I will not otherwise mention that stealing .c code from the core is a
dangerous practice.
This is actually a bug in the module, which had been masked until now.
The first two parameters to utf8_to_uvchr_buf() are both U8*. But both
's' and PL_bufend are char*. The 's' has a cast to U8* in the failing
line, but not PL_bufend.
Interestingly, the line in the official toke.c (introduced in
4b88fb76)
has always been right, so the stealer didn't copy it correctly.
What
de69f3af3 did was turn this former function call into a macro that
manipulates the parameters and calls another function, thereby removing
a layer of function call overhead.
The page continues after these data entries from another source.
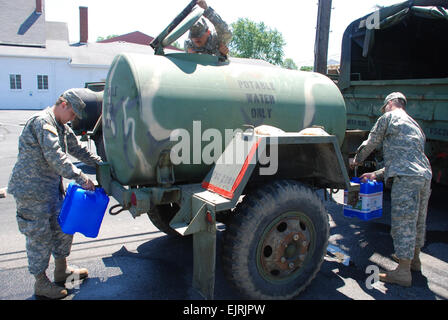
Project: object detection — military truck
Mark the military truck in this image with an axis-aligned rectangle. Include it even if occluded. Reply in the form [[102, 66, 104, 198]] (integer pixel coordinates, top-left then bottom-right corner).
[[338, 0, 448, 185], [93, 1, 359, 299]]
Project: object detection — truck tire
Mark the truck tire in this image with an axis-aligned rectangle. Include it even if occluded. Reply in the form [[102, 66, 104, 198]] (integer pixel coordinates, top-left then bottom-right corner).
[[148, 203, 181, 237], [223, 180, 330, 299]]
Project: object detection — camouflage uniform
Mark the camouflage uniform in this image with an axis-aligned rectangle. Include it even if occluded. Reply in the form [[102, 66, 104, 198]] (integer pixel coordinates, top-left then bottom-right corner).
[[184, 7, 232, 56], [8, 108, 101, 275], [355, 108, 432, 259]]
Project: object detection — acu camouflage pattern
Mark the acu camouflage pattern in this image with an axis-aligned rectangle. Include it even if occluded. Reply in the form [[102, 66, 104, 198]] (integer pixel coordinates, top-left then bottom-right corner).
[[184, 7, 232, 56], [355, 109, 432, 181], [391, 176, 431, 260], [8, 108, 101, 199], [8, 108, 101, 274], [16, 193, 73, 275], [355, 109, 432, 259]]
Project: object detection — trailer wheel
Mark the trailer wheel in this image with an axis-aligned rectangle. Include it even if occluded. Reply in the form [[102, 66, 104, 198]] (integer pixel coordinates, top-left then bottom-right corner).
[[223, 180, 330, 299], [148, 203, 181, 237]]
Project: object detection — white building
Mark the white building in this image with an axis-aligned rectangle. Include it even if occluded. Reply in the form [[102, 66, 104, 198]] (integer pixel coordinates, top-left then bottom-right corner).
[[0, 0, 158, 109]]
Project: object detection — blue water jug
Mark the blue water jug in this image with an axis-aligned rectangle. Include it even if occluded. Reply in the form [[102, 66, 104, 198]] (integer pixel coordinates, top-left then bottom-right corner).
[[344, 177, 383, 221], [58, 182, 109, 238]]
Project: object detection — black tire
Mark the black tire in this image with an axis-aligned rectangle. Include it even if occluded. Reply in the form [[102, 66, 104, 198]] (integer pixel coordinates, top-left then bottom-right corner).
[[223, 180, 330, 299], [148, 203, 181, 237]]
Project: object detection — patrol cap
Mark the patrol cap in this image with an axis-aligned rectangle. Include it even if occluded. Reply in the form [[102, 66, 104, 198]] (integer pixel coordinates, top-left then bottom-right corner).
[[62, 89, 86, 119], [380, 92, 408, 113], [189, 18, 208, 39]]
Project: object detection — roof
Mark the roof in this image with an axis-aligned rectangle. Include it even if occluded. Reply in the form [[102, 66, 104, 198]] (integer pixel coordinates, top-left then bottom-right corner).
[[97, 31, 183, 51], [0, 40, 158, 68], [0, 0, 46, 47]]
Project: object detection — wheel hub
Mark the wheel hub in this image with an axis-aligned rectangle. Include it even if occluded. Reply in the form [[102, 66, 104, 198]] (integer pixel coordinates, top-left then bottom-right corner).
[[258, 215, 311, 280]]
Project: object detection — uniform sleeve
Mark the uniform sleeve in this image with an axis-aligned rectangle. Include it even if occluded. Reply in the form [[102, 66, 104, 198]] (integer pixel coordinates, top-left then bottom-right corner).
[[374, 168, 386, 181], [67, 128, 101, 167], [184, 39, 194, 52], [204, 7, 232, 46], [355, 114, 388, 163], [34, 120, 88, 185]]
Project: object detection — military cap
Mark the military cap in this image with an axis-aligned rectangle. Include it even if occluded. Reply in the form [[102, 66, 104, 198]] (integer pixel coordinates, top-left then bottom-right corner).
[[380, 92, 407, 113], [62, 89, 86, 119], [190, 18, 208, 39]]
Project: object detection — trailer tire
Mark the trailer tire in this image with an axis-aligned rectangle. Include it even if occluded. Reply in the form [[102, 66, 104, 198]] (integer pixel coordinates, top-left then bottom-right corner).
[[223, 180, 330, 299], [148, 203, 181, 237]]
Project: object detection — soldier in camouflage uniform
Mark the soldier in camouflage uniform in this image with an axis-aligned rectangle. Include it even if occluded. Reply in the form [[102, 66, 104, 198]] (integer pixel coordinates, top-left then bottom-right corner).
[[8, 89, 101, 299], [184, 0, 232, 59], [352, 92, 432, 286]]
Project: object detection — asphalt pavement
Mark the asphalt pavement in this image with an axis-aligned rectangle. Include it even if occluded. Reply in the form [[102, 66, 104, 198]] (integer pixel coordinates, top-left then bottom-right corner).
[[0, 110, 448, 300]]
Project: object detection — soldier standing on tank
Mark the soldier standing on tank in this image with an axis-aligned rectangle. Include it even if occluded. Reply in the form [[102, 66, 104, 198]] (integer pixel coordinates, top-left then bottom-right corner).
[[184, 0, 232, 58], [351, 92, 432, 287], [8, 89, 101, 299]]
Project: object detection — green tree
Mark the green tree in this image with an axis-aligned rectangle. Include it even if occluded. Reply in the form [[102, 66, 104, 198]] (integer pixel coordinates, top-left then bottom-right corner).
[[282, 58, 298, 70], [300, 66, 314, 71], [229, 18, 286, 66]]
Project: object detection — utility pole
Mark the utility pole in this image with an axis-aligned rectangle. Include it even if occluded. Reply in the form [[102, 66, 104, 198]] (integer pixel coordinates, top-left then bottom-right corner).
[[314, 0, 332, 74]]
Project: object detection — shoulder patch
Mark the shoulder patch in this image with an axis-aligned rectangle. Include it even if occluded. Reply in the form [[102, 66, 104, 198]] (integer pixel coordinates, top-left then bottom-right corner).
[[43, 123, 58, 136]]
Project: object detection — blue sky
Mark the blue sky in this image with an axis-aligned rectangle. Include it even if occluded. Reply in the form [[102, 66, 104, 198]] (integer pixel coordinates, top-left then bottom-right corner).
[[45, 0, 403, 66]]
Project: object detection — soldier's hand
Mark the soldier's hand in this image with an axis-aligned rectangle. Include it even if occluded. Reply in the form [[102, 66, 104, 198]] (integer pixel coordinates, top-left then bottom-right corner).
[[359, 172, 376, 182], [81, 179, 95, 191], [219, 44, 229, 56], [348, 158, 360, 169], [196, 0, 208, 10]]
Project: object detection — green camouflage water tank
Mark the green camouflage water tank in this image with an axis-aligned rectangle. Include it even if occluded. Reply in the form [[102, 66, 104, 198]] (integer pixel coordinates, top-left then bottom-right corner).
[[103, 53, 346, 185]]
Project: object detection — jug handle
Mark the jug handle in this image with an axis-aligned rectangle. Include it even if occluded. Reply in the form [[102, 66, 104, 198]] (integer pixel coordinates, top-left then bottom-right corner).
[[109, 204, 129, 216]]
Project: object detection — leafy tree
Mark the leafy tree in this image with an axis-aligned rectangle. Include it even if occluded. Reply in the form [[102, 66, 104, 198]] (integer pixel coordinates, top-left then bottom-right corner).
[[300, 66, 314, 71], [282, 58, 298, 70], [229, 18, 286, 65]]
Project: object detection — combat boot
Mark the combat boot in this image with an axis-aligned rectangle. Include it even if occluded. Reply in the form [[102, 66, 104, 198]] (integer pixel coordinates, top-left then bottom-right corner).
[[379, 259, 412, 287], [34, 271, 68, 299], [54, 258, 89, 284], [392, 248, 422, 272]]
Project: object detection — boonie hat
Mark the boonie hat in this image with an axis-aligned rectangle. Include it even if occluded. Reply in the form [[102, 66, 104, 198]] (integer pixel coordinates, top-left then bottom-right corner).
[[189, 18, 208, 38], [380, 92, 408, 113], [62, 89, 86, 119]]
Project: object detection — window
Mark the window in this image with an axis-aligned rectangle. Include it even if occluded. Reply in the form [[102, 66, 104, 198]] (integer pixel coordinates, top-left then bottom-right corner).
[[9, 74, 22, 90], [37, 75, 48, 90]]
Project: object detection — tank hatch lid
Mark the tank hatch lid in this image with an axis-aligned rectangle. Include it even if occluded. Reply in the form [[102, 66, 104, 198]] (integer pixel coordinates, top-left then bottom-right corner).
[[150, 0, 204, 55]]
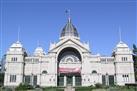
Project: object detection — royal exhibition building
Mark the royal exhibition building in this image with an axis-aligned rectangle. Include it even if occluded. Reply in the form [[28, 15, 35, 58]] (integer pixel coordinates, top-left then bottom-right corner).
[[4, 18, 135, 87]]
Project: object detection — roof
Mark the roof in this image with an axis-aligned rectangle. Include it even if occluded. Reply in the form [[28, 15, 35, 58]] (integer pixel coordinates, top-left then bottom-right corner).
[[61, 18, 79, 37]]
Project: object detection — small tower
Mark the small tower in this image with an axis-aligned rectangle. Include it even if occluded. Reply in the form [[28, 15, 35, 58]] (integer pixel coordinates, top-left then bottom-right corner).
[[60, 11, 79, 40], [114, 41, 135, 85], [4, 41, 27, 86]]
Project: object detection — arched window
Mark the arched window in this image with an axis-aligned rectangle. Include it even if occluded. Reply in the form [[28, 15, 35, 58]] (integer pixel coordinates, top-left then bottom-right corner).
[[42, 70, 48, 74], [92, 70, 97, 74]]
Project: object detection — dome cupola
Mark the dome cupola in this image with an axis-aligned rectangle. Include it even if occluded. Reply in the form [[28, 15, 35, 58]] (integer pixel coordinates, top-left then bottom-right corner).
[[60, 18, 79, 39]]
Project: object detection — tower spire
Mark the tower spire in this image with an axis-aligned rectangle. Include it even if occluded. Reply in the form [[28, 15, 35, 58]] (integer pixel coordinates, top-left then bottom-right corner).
[[37, 40, 40, 47], [119, 27, 122, 42], [17, 26, 20, 42], [66, 9, 71, 22]]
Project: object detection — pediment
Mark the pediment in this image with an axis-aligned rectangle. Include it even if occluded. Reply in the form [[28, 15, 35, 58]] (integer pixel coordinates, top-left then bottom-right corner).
[[49, 38, 90, 53]]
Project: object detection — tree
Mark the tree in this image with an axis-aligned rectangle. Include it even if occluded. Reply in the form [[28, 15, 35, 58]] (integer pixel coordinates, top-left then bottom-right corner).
[[133, 44, 137, 81]]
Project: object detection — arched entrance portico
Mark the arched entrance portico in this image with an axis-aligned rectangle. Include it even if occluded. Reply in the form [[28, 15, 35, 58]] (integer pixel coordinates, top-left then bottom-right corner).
[[57, 47, 82, 86]]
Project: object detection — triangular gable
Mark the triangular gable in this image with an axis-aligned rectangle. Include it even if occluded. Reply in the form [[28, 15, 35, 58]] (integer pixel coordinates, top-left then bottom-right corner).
[[49, 38, 90, 52]]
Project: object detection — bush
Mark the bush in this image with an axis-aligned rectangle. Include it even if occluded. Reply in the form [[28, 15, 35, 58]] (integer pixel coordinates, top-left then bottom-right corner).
[[95, 83, 103, 88], [15, 83, 33, 91]]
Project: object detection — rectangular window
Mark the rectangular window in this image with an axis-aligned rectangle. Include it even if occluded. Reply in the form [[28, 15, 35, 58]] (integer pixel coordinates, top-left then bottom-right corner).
[[122, 74, 129, 82], [25, 76, 31, 84], [121, 57, 127, 61], [10, 75, 16, 82], [11, 57, 17, 62]]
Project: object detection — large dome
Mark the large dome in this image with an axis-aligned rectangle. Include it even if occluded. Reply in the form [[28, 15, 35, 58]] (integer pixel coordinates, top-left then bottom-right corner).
[[61, 18, 79, 37]]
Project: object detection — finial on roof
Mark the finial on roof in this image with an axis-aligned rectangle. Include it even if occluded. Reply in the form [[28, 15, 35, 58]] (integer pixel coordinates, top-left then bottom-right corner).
[[17, 26, 20, 42], [37, 40, 40, 47], [119, 27, 122, 43], [66, 9, 71, 22]]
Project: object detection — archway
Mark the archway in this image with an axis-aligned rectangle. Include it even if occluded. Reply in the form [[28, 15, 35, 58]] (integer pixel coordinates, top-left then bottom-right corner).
[[57, 47, 82, 86]]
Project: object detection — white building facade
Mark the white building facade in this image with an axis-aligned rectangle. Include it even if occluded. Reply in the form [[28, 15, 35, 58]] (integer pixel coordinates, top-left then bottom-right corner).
[[4, 18, 135, 86]]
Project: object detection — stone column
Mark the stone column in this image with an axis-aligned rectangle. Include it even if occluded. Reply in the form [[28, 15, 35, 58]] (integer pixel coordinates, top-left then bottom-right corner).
[[72, 76, 75, 86]]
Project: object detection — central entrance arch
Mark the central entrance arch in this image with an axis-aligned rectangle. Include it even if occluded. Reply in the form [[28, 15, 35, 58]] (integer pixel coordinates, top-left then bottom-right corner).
[[57, 47, 82, 86]]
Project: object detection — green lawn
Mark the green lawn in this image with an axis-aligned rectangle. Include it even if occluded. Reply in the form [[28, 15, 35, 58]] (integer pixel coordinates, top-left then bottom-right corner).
[[0, 87, 137, 91]]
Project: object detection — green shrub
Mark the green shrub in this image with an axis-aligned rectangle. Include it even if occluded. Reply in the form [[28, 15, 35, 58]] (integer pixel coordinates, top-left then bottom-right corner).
[[15, 83, 33, 91], [95, 83, 103, 88]]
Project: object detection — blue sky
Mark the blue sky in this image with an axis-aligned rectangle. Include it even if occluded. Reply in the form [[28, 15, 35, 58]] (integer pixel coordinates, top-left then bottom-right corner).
[[0, 0, 137, 58]]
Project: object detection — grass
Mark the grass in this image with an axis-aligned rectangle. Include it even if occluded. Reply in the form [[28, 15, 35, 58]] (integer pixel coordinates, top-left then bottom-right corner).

The manipulation involves
subtracting 's' from PL_bufend, and this fails to compile due to the
missing cast on the latter parameter.
The problem goes away if the macro casts both parameters to U8*, and
that is what this commit does.
#define uvchr_to_utf8_flags(d,uv,flags) \
uvoffuni_to_utf8_flags(d,NATIVE_TO_UNI(uv),flags)
#define utf8_to_uvchr_buf(s, e, lenp) \
- utf8n_to_uvchr(s, (e) - (s), lenp, \
+ utf8n_to_uvchr(s, (U8*)(e) - (U8*)(s), lenp, \
ckWARN_d(WARN_UTF8) ? 0 : UTF8_ALLOW_ANY)
#define to_uni_fold(c, p, lenp) _to_uni_fold_flags(c, p, lenp, FOLD_FLAGS_FULL)